Bunca yıla yayılan, onca kitaba, makaleye konuşmaya konu olan kadınlara yönelik çalışmalarım ve araştırmalarımda; Ülke ve dünya coğrafyalarının, düşünen, üreten, direnen, bedel ödeyen kadınlarının yaşam öykülerini dinlerken ilginç örneklerle karşılaştım. Sessiz sedasız çekip giden ve derdi hiç sorulmayan kadınlardı onlar…
Bu süreçte; Eşinden şiddet gören kadınlar tanıdım, katlanan ve susan. Yine isterse her işin üstesinden gelen kadınlar tanıdım, alıp başını çıkan! Kendi yalnızlığıyla başa çıkmaya çalışan, taşıdığı ağır yükle baş başa bırakılan, yaraları sarılmayan, vicdanın ve aklın kabul etmeyeceği, insanın yüreğine kurşun sıkar gibi davranışlara maruz kalan kadınlardı onlar…
Onlara en çok mutfaklarda rastladığımız, onlara en çok pazarlarda, marketlerde, ev temizliğinde, ütü masasının başında, hasta yatağının dibinde rastladığımız kadınlarla dertleştim. Kimliği yok sayılan ve örselenen o kadınlar konuştu ben dinledim!
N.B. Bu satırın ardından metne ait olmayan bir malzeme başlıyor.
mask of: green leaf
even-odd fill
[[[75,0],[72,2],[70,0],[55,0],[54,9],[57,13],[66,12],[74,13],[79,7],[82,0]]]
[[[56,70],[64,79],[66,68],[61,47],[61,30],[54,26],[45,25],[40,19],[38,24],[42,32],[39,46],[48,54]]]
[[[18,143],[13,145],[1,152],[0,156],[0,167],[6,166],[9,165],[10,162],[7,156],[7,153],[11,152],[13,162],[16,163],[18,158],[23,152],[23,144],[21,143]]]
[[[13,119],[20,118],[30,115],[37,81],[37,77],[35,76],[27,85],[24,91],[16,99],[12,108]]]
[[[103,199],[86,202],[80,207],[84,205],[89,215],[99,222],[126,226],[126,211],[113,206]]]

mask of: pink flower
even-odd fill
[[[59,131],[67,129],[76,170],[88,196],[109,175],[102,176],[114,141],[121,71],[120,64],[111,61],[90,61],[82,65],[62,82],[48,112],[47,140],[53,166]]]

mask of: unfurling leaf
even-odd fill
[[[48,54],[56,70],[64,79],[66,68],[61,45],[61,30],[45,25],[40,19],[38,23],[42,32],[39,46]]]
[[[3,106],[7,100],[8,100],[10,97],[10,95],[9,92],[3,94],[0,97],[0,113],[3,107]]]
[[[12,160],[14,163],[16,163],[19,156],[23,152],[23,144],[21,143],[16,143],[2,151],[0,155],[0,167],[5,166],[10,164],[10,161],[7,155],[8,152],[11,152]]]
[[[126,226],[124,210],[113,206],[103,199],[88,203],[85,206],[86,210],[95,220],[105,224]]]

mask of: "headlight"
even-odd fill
Sonrada teşekkür edip ayrıldım. Arkamdan uzun süre el sallayan, kırk yıllık dosttan ayrılıyormuş gibi gözlerimi dolduran, sesimi titreten hemcinslerimdi onlar…
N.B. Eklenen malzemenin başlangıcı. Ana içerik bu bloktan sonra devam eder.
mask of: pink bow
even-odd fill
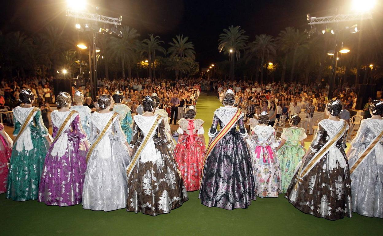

Yüreğinde kimsesizlere hep yer olan, kalbinin bir yanı hep sızlayan, yaralı askere, gurbetteki evlada gece gündüz dua eden, camların arkasında perdelere gözyaşlarını silerek sabahlara kadar evlat yolu gözleyen, mahkeme merdivenlerinde içeriden gelecek haberi bekleyen kadınlarla konuştum. Hiç susmayan yürek çarpıntıları, hiç dinmeyen gözyaşlarıyla sabahı sabah eden kadınlardı onlar…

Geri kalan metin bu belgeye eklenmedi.